A thermo-mechanical model of the thermal evolution and incorporation of the metamorphic sole in the Oman ophiolite

Ophiolites are remnants of oceanic crust and mantle, now typically found within continental mountain ranges. Particularly in areas once part of the Tethys Ocean, ophiolites are often accompanied by narrow strips of metamorphic rocks, commonly referred to as metamorphic soles. These rocks exhibit peak metamorphic conditions characteristic of either granulite or amphibolite facies. Geochronological studies of Tethyan ophiolites indicate that the development of these metamorphic soles occurred almost simultaneously with the crystallization of the ophiolite's crustal sequence. Geological evidence also suggests that the metamorphism of the sole rocks took place concurrently with deformation, likely at the same time as the ophiolite's obduction.

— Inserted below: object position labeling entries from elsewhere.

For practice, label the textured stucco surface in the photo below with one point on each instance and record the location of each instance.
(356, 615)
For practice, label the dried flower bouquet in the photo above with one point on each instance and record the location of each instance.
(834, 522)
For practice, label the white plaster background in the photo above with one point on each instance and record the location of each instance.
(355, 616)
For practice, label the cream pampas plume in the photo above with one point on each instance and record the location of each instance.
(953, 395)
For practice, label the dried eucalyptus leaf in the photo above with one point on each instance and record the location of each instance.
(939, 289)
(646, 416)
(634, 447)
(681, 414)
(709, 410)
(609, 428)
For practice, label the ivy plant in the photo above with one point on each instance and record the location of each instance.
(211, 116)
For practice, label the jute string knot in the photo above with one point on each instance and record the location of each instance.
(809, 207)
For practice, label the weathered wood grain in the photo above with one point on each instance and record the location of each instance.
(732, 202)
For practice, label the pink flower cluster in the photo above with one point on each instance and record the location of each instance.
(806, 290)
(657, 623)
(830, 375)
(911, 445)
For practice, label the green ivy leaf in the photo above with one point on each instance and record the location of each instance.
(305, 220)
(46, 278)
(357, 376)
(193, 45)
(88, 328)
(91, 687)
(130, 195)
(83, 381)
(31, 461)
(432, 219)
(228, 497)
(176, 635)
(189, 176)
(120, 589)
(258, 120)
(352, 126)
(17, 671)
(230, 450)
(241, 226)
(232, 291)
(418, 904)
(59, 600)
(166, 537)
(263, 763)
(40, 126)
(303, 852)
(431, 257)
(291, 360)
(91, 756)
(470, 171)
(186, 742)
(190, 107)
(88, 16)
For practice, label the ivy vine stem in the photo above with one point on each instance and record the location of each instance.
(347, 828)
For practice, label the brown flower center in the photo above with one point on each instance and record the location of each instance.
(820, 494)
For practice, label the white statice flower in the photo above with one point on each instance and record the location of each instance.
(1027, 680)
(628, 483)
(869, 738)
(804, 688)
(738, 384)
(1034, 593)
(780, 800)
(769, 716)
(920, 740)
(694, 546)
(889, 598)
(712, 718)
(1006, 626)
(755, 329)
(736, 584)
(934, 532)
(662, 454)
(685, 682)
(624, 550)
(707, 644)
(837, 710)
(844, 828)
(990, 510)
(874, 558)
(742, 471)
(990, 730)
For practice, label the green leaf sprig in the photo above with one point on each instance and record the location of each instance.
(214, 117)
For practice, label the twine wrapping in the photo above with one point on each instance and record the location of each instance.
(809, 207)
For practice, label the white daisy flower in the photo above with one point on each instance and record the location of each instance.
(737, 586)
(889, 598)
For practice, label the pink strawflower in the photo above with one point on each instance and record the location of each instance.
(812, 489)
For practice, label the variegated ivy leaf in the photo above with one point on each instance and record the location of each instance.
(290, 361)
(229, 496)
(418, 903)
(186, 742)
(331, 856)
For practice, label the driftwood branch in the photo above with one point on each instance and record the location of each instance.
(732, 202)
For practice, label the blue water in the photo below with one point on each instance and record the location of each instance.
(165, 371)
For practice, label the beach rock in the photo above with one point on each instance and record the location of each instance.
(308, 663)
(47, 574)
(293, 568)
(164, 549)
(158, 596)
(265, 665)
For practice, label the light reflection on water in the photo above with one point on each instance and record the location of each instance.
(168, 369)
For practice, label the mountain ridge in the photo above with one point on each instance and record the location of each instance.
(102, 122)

In our research, we explore the metamorphic effects of shearing in an ophiolite sequence overlying a crustal sequence. Our findings reveal that a strong crustal lithology can produce additional heat through the dissipation of mechanical energy, which can explain the high temperatures found in metamorphic-sole rocks. In addition, heating of the footwall rocks eventually leads to the migration of the active shear zone from the mantle sequence into the upper crustal domain. This migration is responsible for the metamorphic sole incorporation at the base of the ophiolite. Finally, we demonstrate that stopping the shearing process rapidly cools these rocks, corresponding with the findings from thermochronological studies from Oman ophiolite.